# **Data Mining for Confidence Level Detection**

Lydia Lonzarich and Katie Park

CPSC 322-01, Fall 2025

# Import Libraries

In [None]:
import importlib

import mysklearn.myclassifiers
importlib.reload(mysklearn.myclassifiers)
from mysklearn.myclassifiers import MyRandomForestClassifier, MyDecisionTreeClassifier, MyNaiveBayesClassifier, MyDecisionTreeSolo

import mysklearn.myutils
importlib.reload(mysklearn.myutils)
import mysklearn.myutils as myutils

import mysklearn.myevaluation
importlib.reload(mysklearn.myevaluation)
import mysklearn.myevaluation as myevaluation

import mysklearn.mypytable
importlib.reload(mysklearn.mypytable)
from mysklearn.mypytable import MyPyTable

import matplotlib.pyplot as plt

# **Introduction**

## Dataset Description

The dataset used for this project is called "Confidence Detection Dataset," from Kaggle: https://www.kaggle.com/datasets/muhammadkhubaibahmad/confidence-detection-dataset

</br>

The dataset contains features extracted from human body landmarks and postures to classify confidence levels, which is also what is being classified for this project.


# Findings

3 different classifiers were used on the dataset:
1. Random Forest Classifier
1. Decision Tree Classifier
1. Naive Bayes Classifier

After using all 3 classifiers on the dataset, the classifier that performed the best was the Naive Bayes Classifier.

# **Data Analysis**

# Dataset Information

The dataset includes 19 attributes and 1 target (as defined by the dataset author), with 5,950 rows in total.

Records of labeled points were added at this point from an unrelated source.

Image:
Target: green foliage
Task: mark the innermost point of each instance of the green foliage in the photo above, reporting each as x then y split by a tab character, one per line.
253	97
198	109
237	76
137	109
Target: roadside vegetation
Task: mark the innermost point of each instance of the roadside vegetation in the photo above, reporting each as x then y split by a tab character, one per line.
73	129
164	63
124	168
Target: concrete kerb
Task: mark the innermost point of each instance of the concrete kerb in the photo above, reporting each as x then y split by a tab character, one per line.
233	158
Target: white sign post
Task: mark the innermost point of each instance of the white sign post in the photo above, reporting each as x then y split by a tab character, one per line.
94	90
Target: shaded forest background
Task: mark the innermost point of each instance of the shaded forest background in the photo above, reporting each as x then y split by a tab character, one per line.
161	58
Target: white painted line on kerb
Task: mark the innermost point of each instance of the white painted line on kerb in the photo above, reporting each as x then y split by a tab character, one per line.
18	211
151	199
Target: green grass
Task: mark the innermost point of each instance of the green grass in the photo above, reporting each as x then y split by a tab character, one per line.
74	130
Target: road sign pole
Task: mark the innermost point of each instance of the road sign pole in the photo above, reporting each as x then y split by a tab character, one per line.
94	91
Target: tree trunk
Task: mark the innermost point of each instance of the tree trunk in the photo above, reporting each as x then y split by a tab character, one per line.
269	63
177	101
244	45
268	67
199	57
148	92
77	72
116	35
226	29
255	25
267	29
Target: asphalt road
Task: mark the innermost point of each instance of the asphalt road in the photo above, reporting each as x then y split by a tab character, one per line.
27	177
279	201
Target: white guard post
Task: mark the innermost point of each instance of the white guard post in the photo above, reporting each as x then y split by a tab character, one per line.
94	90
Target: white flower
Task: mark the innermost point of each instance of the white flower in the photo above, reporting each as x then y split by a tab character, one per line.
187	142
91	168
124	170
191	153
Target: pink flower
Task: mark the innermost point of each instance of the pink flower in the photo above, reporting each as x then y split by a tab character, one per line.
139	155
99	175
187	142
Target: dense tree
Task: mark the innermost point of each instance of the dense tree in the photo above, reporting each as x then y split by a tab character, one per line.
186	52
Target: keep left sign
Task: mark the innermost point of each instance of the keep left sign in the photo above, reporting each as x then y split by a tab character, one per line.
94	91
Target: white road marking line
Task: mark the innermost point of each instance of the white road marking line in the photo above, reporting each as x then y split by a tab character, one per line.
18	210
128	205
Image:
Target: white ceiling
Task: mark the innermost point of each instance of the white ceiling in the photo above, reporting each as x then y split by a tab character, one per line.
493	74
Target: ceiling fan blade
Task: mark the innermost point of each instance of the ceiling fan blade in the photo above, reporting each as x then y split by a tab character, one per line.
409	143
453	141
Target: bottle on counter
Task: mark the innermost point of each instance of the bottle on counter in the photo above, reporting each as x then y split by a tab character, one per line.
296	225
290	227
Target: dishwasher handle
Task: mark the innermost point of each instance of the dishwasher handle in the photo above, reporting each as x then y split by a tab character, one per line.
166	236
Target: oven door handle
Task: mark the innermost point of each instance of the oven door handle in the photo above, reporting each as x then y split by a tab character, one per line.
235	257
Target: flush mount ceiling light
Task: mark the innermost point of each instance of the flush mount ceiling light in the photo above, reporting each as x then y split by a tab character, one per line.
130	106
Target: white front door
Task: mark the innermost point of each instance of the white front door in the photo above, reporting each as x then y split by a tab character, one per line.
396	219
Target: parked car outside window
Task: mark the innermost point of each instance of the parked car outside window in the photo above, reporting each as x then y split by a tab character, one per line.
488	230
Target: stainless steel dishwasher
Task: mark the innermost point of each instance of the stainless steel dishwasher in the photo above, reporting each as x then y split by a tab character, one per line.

The class that is predicted from the attributes is "confidence_label," which can contains the class labels:
1. confident
2. neutral
3. low

</br>

Although there are 19 attributes used to classify confidence_label, only 9 attributes were used in the different classifier approaches. The 9 attributes were chosen as they were the only attributes that could be changed based on confidence level. Certain attributes in the dataset, such as "eye_distance," for example, which represents the distance between eyes, do not change if a person is confident or not, and so only attributes that were deemed to be possible predictors for confidence_label were used. These attributes include:
1. "body_lean_x"
    * A float value representing the horizontal body lean ratio
1. "shoulder_center_x"
    * A float value representing the X-coordinate of the shoulder center
1. "hip_center_x"
    * A float value representing the X-coordinate of the hip-center
1. "spine_angle"
    * A float value representing the spine inclination angle in degrees
1. "head_tilt_angle"
    * A float value representing the head tilt angle in degrees
1. "shoulder_slope"
    * A float value representing the slope of the shoulder line
1. "head_direction"
    * A categorical value representing the head orientation (can be "Looking Straight," "Center," "Looking Right," or "Looking Left")
1. "arm_position"
    * A categorical value representing the arm position (can be "Partially Open," "Closed Arms," or "Open Arms")
1. "posture"
    * A categorical vaue representing the general body posture (can be "Upright," "Stiff," or "Slouched).


# Dataset Loading

Below, the dataset is extracted and saved as a MyPyTable object. A copy is then created, as all the float values will undergo normalization and discretization for algorithm compatibility for all classifiers. The copy will ensure the original dataset's values are not changed, retaining its true values.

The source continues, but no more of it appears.